— Par Roland Sabra—
On peut faire confiance à Patrick Chamoiseau pour ne pas livrer la réalisation du Grand Saint-Pierre aux seuls architectes, sociologues, économistes et tutti quanti. Démonstration avec l’inauguration des trente-deux totems à l’entrée sud de la ville. Le projet d’embellissement des entrées de la ville de Saint-Pierre a été confié à l’agence « « Interscène » fondée par le paysagiste, urbaniste et ethno-botaniste Thierry Huau qui a déjà réalisé de nombreux aménagements paysagers à travers le monde ( Liban, Madagascar, Nouvelle Zélande, Vietnam…) et dans l’hexagone. Son parti-pris pour Saint-Pierre ancienne capitale, détruite et renaissante à été de retenir un objet typique des cultures amérindiennes et africaines, le Totem en mahogany, qu’il a imposé dans le cahier des charges de l’appel d’offres. La charge symbolique est forte. L’arbre vivant a été coupé, séché pour renaître à la vie sous forme de Totem, être mythique fondateur d’une lignée qui survivra à la mort des éléments qui la composent. La verticalité invite à l’élévation du regard que la sculpture n’interrompt pas mais au contraire prolonge vers un ailleurs. Sept artistes ayant respecté ces critères ont été sélectionnés : Hervé Beuze, Claude Cauquil, Anabell Guerrero, Maure, Yolanda Narandjo, François Piquet et Laurent Valère.
La forme imposée relie dans une unité visuelle les trente deux œuvres exposées tout en favorisant l’expression de regards croisés, ceux des artistes à partir d’une thématique commune.
L’inauguration avait lieu samedi 28 septembre en présence d’une centaine d’invités. Les premières œuvres que l’on rencontre en venant du Carbet sont celles de Claude Cauquil : quatre « Totems « donc en bois sculptés et peints de ces visages familiers aux martiniquais et qui sont le fil conducteur de presque toute l’oeuvre de l’artiste. Il s’agit de visages d’anonymes, choisis à partir d’images d’archives, celles de Saint-Pierre dans ce cas précis, à peine transfigurées, pour que l’anonymat de cette foule sans nom soit préservé. Comme le dit l’auteur « Un leader sans troupe, ce n’est pas un leader. Il n’existe pas. » On sait combien la Martinique se reconnaît à travers ce discours et les œuvres qu’il accomplit. La superbe fresque devant un magasin de bricolage près du Rond-Point, faite d’une multitude de visages, est intacte ayant échappé aux années tumultueuses faites de campagnes électorales, de graffitis, de tag-gages et d’affichages sauvages. Comme si le peuple martiniquais s’était approprié cette œuvre l’avait faite sienne, avec comme mot d’ordre implicite : « On n’y touche pas ! » Espérons que le simple fait de l’avoir relevé n’incite pas un ababa bien borné à transgresser. Sur les Totems de Saint-Pierre deux clins d’œil, un visage qui ressemble à celui de Louis-Auguste Cyparis et un autre de dormeur pour l’éternité en hommage à la catastrophe de 1902.

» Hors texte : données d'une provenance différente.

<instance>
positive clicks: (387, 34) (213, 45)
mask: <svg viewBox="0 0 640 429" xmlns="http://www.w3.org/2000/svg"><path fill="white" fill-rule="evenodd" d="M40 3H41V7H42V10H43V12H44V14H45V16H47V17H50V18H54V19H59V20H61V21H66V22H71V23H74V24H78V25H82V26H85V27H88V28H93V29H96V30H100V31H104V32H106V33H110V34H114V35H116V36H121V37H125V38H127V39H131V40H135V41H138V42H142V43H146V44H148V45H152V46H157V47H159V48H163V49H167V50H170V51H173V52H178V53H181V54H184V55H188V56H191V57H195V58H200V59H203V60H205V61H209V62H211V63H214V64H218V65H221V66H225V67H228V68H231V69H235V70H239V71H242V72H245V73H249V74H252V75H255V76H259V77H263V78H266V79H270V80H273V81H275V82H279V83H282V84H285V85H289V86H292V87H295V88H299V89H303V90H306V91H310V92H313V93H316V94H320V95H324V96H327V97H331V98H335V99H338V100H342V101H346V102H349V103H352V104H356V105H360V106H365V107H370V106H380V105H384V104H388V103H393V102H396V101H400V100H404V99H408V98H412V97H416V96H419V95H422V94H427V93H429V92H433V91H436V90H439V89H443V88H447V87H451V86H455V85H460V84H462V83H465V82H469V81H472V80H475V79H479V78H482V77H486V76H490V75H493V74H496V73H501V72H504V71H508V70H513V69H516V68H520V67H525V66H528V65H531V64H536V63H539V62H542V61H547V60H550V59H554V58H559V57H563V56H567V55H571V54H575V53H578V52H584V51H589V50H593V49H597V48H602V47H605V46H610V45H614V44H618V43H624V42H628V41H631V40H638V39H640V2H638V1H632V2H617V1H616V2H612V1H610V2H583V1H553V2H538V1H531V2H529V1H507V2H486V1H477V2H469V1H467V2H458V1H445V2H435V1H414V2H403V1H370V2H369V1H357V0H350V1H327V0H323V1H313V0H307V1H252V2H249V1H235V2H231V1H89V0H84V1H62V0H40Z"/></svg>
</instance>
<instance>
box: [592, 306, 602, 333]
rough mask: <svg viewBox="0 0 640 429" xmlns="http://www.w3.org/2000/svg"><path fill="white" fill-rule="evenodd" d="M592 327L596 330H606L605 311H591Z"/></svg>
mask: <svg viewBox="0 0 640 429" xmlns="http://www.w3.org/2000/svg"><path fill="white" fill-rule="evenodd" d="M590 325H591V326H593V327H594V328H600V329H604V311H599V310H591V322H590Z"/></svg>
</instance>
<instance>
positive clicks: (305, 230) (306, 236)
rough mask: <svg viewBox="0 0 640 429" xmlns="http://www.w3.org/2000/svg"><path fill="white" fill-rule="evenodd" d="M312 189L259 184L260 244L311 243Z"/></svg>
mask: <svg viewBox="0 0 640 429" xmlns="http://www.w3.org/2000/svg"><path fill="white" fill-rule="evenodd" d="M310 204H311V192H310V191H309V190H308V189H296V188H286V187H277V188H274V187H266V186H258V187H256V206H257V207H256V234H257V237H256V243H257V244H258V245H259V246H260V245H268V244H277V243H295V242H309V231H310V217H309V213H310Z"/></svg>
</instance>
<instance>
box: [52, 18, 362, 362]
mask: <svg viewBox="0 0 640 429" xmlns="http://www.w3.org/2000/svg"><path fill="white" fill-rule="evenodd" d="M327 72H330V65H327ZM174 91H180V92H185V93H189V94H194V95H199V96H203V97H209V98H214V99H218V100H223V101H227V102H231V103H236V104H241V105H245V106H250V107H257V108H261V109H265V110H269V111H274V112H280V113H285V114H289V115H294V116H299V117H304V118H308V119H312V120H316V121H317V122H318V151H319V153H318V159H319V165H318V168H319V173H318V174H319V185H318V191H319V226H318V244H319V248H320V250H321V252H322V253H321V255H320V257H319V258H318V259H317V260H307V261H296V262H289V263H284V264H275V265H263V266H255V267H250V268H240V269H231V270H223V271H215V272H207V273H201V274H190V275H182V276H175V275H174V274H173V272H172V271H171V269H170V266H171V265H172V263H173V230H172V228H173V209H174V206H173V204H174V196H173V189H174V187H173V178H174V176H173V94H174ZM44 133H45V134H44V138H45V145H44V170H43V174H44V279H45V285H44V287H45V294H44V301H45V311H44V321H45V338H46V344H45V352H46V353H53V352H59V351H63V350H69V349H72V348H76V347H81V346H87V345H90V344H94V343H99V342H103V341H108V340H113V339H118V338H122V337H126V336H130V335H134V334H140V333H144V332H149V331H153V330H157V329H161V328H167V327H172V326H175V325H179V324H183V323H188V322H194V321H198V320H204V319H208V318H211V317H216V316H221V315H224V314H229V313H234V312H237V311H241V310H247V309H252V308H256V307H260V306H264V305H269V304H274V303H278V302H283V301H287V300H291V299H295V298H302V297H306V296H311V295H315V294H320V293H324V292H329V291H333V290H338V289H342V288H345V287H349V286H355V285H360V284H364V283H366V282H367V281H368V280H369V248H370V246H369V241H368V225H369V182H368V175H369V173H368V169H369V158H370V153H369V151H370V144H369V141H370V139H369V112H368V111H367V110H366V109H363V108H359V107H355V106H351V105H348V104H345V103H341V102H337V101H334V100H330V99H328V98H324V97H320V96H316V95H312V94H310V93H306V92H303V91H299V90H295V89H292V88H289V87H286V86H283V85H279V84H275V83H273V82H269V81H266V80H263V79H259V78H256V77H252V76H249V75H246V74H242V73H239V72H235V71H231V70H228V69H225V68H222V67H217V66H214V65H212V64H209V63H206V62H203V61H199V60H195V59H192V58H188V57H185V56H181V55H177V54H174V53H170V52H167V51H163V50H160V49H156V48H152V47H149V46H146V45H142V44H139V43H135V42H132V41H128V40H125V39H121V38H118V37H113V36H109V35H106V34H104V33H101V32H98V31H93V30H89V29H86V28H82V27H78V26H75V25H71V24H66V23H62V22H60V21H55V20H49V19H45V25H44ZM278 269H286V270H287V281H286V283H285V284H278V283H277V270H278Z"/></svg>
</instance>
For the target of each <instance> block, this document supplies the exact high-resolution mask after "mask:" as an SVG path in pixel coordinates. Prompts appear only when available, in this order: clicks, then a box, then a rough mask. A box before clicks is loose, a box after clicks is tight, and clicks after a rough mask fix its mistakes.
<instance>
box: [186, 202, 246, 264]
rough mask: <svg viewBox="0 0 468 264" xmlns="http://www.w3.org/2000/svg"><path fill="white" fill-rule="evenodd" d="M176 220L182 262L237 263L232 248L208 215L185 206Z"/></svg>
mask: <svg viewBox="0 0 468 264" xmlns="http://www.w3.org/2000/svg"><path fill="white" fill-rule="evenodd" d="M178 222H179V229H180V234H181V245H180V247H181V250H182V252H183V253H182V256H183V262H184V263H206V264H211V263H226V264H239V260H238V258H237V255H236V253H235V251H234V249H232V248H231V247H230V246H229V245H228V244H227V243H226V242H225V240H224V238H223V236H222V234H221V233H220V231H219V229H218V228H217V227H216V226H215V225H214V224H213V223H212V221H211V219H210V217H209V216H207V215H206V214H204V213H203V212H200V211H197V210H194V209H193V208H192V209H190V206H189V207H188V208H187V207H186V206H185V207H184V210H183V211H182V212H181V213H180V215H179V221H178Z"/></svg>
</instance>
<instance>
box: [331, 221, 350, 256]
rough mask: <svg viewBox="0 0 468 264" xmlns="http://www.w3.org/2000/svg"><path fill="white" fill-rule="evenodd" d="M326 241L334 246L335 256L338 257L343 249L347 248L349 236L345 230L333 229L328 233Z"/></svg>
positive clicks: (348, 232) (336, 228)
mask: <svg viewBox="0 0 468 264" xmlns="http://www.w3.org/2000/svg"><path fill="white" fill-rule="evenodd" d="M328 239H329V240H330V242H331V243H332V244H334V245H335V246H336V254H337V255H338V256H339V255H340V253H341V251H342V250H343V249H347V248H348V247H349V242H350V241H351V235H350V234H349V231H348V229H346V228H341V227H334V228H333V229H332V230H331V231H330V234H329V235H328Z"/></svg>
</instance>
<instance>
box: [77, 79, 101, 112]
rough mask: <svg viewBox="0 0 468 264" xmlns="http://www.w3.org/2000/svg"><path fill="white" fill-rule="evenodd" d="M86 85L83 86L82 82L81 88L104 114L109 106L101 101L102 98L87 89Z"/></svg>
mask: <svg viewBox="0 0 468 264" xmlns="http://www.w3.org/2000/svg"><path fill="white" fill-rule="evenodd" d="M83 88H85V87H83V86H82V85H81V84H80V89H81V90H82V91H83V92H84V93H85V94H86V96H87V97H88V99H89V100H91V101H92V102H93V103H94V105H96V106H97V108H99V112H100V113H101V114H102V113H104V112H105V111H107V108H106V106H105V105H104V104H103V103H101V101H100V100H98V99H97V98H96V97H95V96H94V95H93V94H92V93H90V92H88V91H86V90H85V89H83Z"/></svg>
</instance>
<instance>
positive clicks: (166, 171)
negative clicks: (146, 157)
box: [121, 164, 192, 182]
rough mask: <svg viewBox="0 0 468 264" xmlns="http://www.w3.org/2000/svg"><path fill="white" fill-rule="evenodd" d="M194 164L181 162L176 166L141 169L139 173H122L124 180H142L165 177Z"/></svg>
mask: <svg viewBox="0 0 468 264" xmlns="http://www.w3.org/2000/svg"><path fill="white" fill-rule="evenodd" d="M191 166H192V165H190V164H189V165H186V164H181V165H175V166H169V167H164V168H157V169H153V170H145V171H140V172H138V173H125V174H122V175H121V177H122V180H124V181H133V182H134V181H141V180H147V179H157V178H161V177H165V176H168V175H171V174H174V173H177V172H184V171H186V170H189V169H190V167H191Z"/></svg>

Parmi les autres Totems on remarquera une œuvre dérangeante, (mais qu’est-ce qu’une œuvre qui ne dérangerait pas ?) celle de François Piquet qui présente un corps sculpté tout en effort, les pieds dressés vers le ciel la tête prise, enfoncée dans la verticalité massive du tronc. On notera pour finir le travail facétieux de Laurent Valère, l’auteur du célèbre « Cap 110 » à l’anse Cafard, qui dresse cinq totems conçus en deux parties, une basse en bois brute, une haute chapeautée des cinq branches du bois-lélé. L’emmêlement des cinq couleurs, bleu, blanc, rouge, vert et noir, invite bien sûr au dialogue.
Juste un regret : certaines œuvres sont parasitées par une signalétique routière, un mobilier urbain, des poteaux et des câbles électriques en piteux état qu’il serait bon de déplacer, remplacer, ou tout simplement supprimer.